As olive branches go, the one offered by the BBC's Director General, Tony Hall, to the local news industry yesterday was a very odd one. Local media organisations have been calling for years for the BBC to dial down competition and consider sharing content. What they were offered in yesterday's speech was something altogether very different.

Instead of offering to share local content, Hall proposed setting up a new news gathering team of 100 journalists that would be run by the BBC but for which local news groups could pitch to sell on the content generated. Confused? You're not the only one wondering why a local news group would pitch for a contract to sell on local court and council stories from a team that would be under BBC control. It is probably little surprise, then, that the local newspaper industry has labelled the proposed move a 'trojan horse' for the BBC to embed itself even further in local news. Instead of sharing stories, or dialing back its local coverage, the BBC appears to be proposing a setup that is hard to imagine working in real life.

Interestingly, shares in local news groups saw an uplift yesterday on what analysts are warning was a fairly quiet day of trading in which even the most mediocre news could see upward pressure on values. I suspect any uplift for the local newspapers came not because city investors believed the BBC was offering a good deal but rather that the issue is now firmly on the table. Alongside what happens to the likes of CBeebies and BBC 4. How the BBC interacts with the local press it is believed to be harming is now a major political issue -- and as such, what Hall offered yesterday is most probably being seen as a starting position rather than a final deal.

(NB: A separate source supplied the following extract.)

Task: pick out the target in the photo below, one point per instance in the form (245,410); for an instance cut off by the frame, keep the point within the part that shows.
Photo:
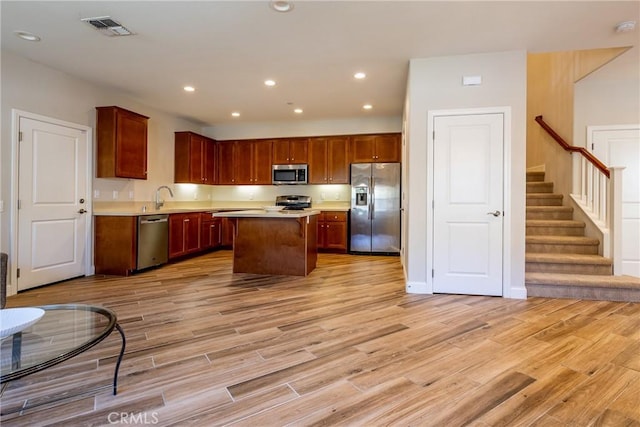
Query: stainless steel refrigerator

Certainly, if anyone is listening to the tirade of opposition from local media groups, it would be hard to see how Hall's plan could progress.

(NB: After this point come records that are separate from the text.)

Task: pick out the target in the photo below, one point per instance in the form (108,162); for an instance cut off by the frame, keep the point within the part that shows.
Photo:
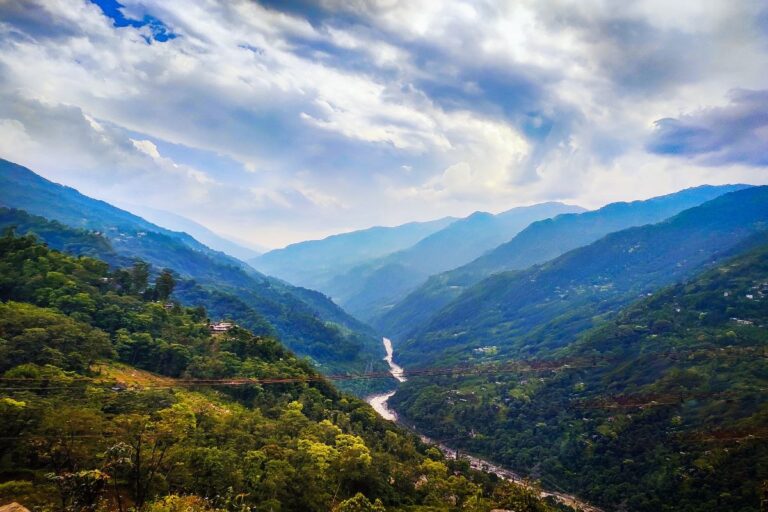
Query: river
(380,404)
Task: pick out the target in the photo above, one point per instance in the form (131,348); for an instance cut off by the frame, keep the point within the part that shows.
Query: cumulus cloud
(735,133)
(279,120)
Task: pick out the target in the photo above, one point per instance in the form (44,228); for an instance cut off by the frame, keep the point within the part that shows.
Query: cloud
(276,120)
(734,133)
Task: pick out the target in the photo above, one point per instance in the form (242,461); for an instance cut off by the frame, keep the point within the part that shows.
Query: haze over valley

The biggest pressure on the BBC is to cut costs -- and you would imagine one of the simplest ways would be to do one of two things -- cut a deal with local news organisations to stop creating local BBC news coverage and instead buy in their content or share content that the BBC generates on a free or licensed basis. The odd combination of expecting a team of 100 journalists run by the BBC to provide content to the highest bidder, rather than all local media, who would then sell on that content is just perplexing. Rather than fix the problem, it looks to attempt to increase the BBC's presence at the same time as creating a new revenue stream. Would one local news organisation really pay another for stories coming from a team of journalists operated by the BBC?

Monday's speech gave very little away about how Hall will oversee what roughly amounts to saving a pound in every five currently spent by the corporation. What it did show us, however, is that its plans to work with local media organisations rather than against them are half-baked and will not get past the first hurdle.